Les relations entre les générations

Le soutien formel aux personnes âgées

Vivre plus longtemps et en bonne santé

Maximiser les ressources au profit des générations nouvelles
Aider les jeunes

Au moment où la jeune génération la plus nombreuse qu’on ait jamais connue arrive à l’âge adulte, l’obligation qu’a la société de répondre à ses besoins en matière d’éducation et de santé et de promouvoir ses droits fondamentaux revêt une dimension aussi bien morale que pratique. Il est indispensable de permettre aux jeunes femmes d’avoir une meilleure maîtrise de leur sexualité et de leur vie en matière de reproduction pour garantir leur contribution au développement.


Les mariages précoces sont toujours de règle dans certaines régions, ce qui barre aux femmes la route de l’éducation et de l’emploi ; mais dans la plupart des régions, les mariages d’adolescents sont moins nombreux qu’autrefois. L’intervalle de temps séparant la puberté du mariage s’étant accru, l’activité sexuelle en dehors du mariage s’est développée. Ce nonobstant, de nombreux responsables refusent de prendre acte de la sexualité des adolescents. Le manque ou l’absence d’informations, des obstacles en matière de réglementation ou l’attitude négative de certains prestataires de soins empêchent beaucoup de jeunes, même des jeunes qui sont mariés, de se protéger contre une grossesse non souhaitée ou de s’adresser aux services de santé.

L’activité sexuelle est souvent tolérée pour ce qui est des adolescents non mariés, mais elle ne l’est pas en ce qui concerne les adolescentes non mariées. En appliquant ainsi deux mesures, on impose aux jeunes femmes un lourd fardeau de responsabilités et de risques, y compris celui de relations sexuelles sous la contrainte. Les fillettes pauvres sont particulièrement exposées à la contrainte économique. Qu’elles soient mariées ou non, les adolescentes enceintes courent davantage de risques pour leur santé, voire leur vie, que les femmes plus âgées. Souvent, les jeunes mariées subissent de fortes pressions de la part de la famille et de la société qui voudraient qu’elles enfantent le plus tôt possible ; de telles pressions peuvent compromettre leur santé, voire leur vie.

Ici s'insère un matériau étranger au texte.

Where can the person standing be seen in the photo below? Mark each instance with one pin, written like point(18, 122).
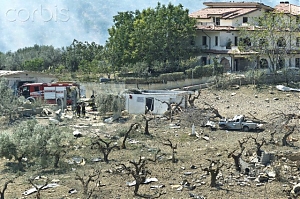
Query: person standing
point(78, 109)
point(83, 109)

Pas moins de trois quarts des grossesses d’adolescentes non mariées sont non souhaitées ; cela peut se traduire par un désaveu et un rejet par la famille et la collectivité, des mariages non souhaités ou précipités, l’interruption de la scolarité et de grandes difficultés économiques. Nombre de ces grossesses se terminent par un avortement pratiqué dans de mauvaises conditions de sécurité.

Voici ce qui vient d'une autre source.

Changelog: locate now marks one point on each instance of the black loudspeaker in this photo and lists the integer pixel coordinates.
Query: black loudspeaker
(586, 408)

La moitié de toutes les nouvelles contaminations par le VIH surviennent chez des jenes âgés de 15 à 24 ans. Des facteurs biologiques et sociaux rendent les jeunes femmes particulièrement vulnérables à la transmission de maladies sexuellement transmissibles (MST). Le risque est particulièrement élevé pour celles qui ont de nombreux partenaires, qui se prostituent pour gagner leur vie ou qui sont mariées à des hommes qui ont de nombreuses partenaires.

A mesure que les programmes de santé en matière de reproduction acquièrent droit de cité, une part croissante des besoins non satisfaits de planification familiale est le fait d’adolescents. Les services mis en place doivent s’adresser ouvertement et honnêtement aux adolescents et à leur sexualité, leur offrir davantage de choix et leur proposer des conseils éclairés et une meilleure information, de manière à encourager le recours effectif aux moyens de contraception les plus appropriés.